Every day, Wall Street analysts upgrade some stocks, downgrade others, and "initiate coverage" on a few more. But do these analysts even know what they're talking about? Today, we're taking one high-profile Wall Street pick and putting it under the microscope...
The news came down this morning: Merrill Lynch thinks Best Buy (BBY -3.41%) is a buy.
Bright and early Tuesday, Merrill Lynch announced an upgrade to buy for the electronics retailer, and a new price target fully 26% higher than its old target -- $58. The timing was curious, however. After all, Best Buy stock is already up more than 52% over the past 52 weeks -- so why wait until now to upgrade it?

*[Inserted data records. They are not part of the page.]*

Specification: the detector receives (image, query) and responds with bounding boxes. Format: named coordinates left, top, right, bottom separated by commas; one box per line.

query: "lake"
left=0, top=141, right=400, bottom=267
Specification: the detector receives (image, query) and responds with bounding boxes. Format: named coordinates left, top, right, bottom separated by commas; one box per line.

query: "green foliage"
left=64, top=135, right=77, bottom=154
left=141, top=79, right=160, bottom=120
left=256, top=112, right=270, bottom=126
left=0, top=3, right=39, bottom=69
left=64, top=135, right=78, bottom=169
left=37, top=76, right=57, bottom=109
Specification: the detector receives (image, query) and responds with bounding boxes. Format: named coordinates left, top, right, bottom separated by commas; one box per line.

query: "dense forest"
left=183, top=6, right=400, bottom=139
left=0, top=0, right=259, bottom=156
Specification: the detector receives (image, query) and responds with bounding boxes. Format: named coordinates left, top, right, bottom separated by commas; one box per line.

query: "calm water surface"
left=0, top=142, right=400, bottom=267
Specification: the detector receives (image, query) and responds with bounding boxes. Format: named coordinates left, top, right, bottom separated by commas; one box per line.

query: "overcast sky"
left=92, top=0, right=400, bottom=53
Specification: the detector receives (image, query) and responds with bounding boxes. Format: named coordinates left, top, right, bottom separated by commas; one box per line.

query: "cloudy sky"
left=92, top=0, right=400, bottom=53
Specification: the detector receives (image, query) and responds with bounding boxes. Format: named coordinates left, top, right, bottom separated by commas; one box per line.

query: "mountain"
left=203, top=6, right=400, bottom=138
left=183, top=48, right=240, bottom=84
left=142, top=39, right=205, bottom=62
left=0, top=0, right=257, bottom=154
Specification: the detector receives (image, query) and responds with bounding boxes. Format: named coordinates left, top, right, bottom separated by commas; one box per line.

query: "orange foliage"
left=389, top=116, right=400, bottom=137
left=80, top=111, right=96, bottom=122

The answer: Merrill Lynch thinks Best Buy is doing better than ever today. Here are three things you need to know about that.
1. Enjoy the supercycle (while it lasts)
Best Buy reported strong profits growth in its most recently reported quarter (Q4 2016), with net income per diluted share growing 37% year over year. And Best Buy might have done even better had it not been for what management called "continued softness in the mobile phone category."
This year, however, analysts are looking forward to new flagship smartphones being released by both Apple and Samsung in the second half of the year. In a write-up by TheFly.com this morning, Merrill Lynch notes that this "super cycle" of new phones being released by Apple and Samsung will "drive 2H comps and shares" at Best Buy.
While it remains to be seen exactly how popular the new phones will become, at the very least, there's a good chance their release will cure the company's "softness" problem.
2. More than just phones
Nor are new phones the only thing that Best Buy shareholders have to look forward to. Merrill also sees "stronger than expected product cycles" this year in TVs and in "smart home technology." The banker is also predicting that Best Buy will show strong growth in online sales of merchandise, in sales of "in-home services," and in high margin warranties as well.
Meanwhile, outside U.S. borders, TheFly reports that Merrill is "turning more positive on international growth" at Best Buy.
3. Reality check
All of this sounds very good, of course. But before we get too excited about Best Buy's prospects, let's take a quick reality check and examine how things have been going heretofore.
Best Buy's stock price is up strongly over the past year -- that's beyond dispute. As far as Best Buy's business goes, however, that's been more of a mixed bag. After reviewing data provided by S&P Global Market Intelligence, it appears that Best Buy has pared its operating costs by about 13% over the past five years. As a result, the company's income statement is now firmly in the black, and Best Buy has posted profits consistently over the past four years.
Most of Best Buy's cost-cutting, however, was accomplished by 2015, and operating costs have mostly flatlined at about $7.5 billion over the past two years. That being the case, for Best Buy to achieve analysts' consensus target of 11% long-term growth over the next five years, the company is going to need to grow its sales -- and that's proved a difficult trick to master.
Fact is, Best Buy's annual sales today sit 12% below where they were five years ago. Indeed, Best Buy's sales have declined every year over the past five years. For Merrill Lynch to be proven right in its endorsement of Best Buy stock, this is a trend that simply cannot continue. Best Buy has to find a way to grow its sales at the same time as it maintains spending discipline, and keeps its costs from growing in tandem. Clearly, Merrill Lynch thinks the company is capable of threading this needle -- but so far, the history doesn't support that thesis.
Final thing: Hope springs eternal
And yet, I just can't help hoping that Merrill Lynch is right about this upgrade. You see, when I look at Best Buy through my usual lens of "free cash flow, times growth rate, compared to market cap," Best Buy really does look like a buy to me. Here's why:
Last year, Best Buy reported GAAP earnings of $1.2 billion, but its actual cash profit (its free cash flow) last year was nearly $2 billion. Times an 11% growth rate, that gives me a rough $22 billion estimate for the company's fair value. And yet, right now, the entirety of Best Buy's market capitalization adds up to only $15.8 billion -- about a 28% discount to fair value. In fact, the stock's even cheaper than that when you factor it its $2.7 billion in net cash.
Now, skeptics may argue that this looks a lot like the dictionary definition of a "value trap" -- that Best Buy may look cheap, but because it cannot grow its sales, it's destined to remain cheap forever, and eventually to go bust. And I admit that that's a distinct possibility. That said, the valuation right now looks good to me, and if Merrill Lynch is right about this being the year that Best Buy finally figures out a way to grow its revenue, then now really would be a good time to buy the stock. Against my better judgment, therefore, I'm going to go ahead and side with Merrill Lynch on this one:
Best Buy really does look like a buy to me, too.